Hollow sphere has redundant nodes

[HybridDog]

To add only the necessary nodes, I think that the sphere surface needs to be sampled from all three cartesian directions.
If you use only one direction, holes appear:

This happens because the angle between the surface normal and this direction is bigger than 45° (see left of where the arrow points).

If the surface is sampled from all three directions, no holes should appear. Positions at the opposite surface sides are trivial because of the symmetry.

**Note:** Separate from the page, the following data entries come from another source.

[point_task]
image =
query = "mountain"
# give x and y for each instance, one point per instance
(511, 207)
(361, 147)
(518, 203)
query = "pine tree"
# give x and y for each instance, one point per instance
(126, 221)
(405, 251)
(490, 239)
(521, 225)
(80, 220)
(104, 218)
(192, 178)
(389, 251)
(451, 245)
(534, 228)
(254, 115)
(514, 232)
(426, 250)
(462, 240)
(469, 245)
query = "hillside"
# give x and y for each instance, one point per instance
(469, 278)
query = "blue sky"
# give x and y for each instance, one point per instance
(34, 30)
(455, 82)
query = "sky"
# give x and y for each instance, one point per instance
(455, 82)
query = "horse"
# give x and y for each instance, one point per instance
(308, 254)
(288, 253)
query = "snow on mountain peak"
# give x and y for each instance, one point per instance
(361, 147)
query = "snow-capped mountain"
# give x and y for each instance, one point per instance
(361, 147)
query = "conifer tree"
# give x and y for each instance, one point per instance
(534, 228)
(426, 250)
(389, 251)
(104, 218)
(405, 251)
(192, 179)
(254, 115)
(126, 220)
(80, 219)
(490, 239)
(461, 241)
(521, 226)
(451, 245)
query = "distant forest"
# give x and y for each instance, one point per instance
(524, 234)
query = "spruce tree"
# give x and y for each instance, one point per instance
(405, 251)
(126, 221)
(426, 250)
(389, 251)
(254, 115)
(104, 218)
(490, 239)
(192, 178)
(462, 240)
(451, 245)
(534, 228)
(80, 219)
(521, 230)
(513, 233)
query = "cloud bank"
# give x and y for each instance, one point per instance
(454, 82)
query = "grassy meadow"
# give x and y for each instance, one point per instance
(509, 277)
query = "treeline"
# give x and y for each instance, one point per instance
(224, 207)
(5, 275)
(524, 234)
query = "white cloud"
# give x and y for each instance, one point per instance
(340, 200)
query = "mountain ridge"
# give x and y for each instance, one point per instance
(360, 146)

Assume that the surface is sampled in Z direction (an orthographic projection). The height at (x,y) is then sqrt(r*r-x*x-y*y) if (x,y) is on the surface.
The (transposed) gradient is (-x/sqrt(r*r-x*x-y*y), -y/sqrt(r*r-x*x-y*y)). If both the (absolute value of the) x and y component of the gradient are less than one, holes cannot appear, so these positions need to be sampled in the Z direction.
|-x/sqrt(r*r-x*x-y*y)| <= 1, x <= sqrt(r*r-x*x-y*y), x*x <= r*r-x*x-y*y, 2*x*x <= r*r-y*y

forall x, y:
	if x*x+y*y <= r*r  -- on circle, this test is actually redundant
	and 2*x*x <= r*r-y*y and 2*y*y <= r*r-x*x then  -- small gradient
		z = round(sqrt(r*r-x*x-y*y))
		-- add nodes at (x,y,z) and (x,y,-z)
	end
end
-- do the same in X and Y directions

Why does the hollow sphere currently have more nodes than necessary?

[HybridDog]

Are the redundant nodes added so that connected glass domes look more connected?

[sfan5]

No idea but I'm willing to consider this a feature.